The younger generation, Ramaswamy said, has a moral hunger that cannot be satisfied by a cup of Ben & Jerry’s ice cream with some “social justice sprinkled” on top.
“You can’t satisfy that moral hunger with fast food, it’s not working,” he said. “God should not be a four-letter word in our culture. When you have a hole the size of God in your heart, when God does not fill that, something else will instead. And that is what’s happening with wokeism and transgenderism and climateism and COVID-ism. We’re hungering for the real thing.”
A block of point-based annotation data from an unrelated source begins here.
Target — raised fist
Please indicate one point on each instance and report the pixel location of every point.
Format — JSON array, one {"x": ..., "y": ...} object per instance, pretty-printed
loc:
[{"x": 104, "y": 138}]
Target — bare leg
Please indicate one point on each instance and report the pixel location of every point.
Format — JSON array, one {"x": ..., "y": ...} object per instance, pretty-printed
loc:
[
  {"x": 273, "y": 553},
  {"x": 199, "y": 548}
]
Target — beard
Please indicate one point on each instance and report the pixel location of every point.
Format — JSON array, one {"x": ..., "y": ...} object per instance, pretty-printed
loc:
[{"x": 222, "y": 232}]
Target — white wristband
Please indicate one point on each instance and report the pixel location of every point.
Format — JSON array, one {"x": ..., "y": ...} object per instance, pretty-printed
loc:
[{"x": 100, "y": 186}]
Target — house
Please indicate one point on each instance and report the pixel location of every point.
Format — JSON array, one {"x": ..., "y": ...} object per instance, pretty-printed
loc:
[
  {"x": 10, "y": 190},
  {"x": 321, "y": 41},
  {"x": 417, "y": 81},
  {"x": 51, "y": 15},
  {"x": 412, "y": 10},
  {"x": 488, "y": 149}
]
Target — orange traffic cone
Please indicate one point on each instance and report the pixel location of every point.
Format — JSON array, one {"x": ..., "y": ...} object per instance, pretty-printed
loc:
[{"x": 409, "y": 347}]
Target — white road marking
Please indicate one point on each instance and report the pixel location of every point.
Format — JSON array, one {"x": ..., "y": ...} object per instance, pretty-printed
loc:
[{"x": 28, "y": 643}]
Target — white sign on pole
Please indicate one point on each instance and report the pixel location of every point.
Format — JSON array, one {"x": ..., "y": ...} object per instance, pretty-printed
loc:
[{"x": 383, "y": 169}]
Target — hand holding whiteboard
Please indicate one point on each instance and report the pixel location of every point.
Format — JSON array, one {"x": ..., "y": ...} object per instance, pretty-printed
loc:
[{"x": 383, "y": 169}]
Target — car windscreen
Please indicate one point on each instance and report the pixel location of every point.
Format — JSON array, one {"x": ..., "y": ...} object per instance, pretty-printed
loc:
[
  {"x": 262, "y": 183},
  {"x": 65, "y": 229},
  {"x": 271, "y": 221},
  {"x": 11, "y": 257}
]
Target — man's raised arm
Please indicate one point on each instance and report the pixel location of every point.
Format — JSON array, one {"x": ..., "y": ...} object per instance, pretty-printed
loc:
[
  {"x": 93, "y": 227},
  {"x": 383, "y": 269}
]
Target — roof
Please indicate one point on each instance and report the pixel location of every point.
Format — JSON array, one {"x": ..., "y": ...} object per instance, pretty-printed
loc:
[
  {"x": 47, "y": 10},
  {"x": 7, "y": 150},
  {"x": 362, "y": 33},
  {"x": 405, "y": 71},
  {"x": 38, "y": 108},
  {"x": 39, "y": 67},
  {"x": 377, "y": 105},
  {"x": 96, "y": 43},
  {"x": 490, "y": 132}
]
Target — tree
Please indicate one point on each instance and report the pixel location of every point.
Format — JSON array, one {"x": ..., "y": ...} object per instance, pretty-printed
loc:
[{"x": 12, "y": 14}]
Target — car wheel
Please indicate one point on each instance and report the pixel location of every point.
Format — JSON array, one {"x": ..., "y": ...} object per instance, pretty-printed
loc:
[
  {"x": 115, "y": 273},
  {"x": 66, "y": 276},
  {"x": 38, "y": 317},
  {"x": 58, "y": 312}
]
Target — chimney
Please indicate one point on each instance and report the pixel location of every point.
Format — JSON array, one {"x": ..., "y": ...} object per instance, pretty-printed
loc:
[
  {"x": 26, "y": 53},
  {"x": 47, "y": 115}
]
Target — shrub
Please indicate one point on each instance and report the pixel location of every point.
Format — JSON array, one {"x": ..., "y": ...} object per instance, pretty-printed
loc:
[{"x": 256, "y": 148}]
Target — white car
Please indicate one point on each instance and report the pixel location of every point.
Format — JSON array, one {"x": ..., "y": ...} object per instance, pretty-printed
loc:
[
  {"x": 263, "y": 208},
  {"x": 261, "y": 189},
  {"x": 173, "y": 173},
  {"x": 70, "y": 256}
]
Ramaswamy said Republicans must go to their opponents’ turf — whether it’s a liberal news network or progressive college campus — and explain to people what it is to be conservative and religious.
He said he’s running for President to help his son’s generation.
“If I had been born 20 years later, I don’t think my story of living the American Dream the way I have, I don’t think it would have been possible,” he said. “Not in the same way. Because I would have been taught to think of myself as a victim. I’ve encountered hardship, probably most of us in this room have too. Hardship is not the same thing as victimhood. I think young people in this country need to learn that. Hardship is part of what helps us discover who we really are. Hardship happens to you, victimhood is a choice. And I think once young people see that, they’re going to feel empowered to say that yes, this country is worth standing up for.”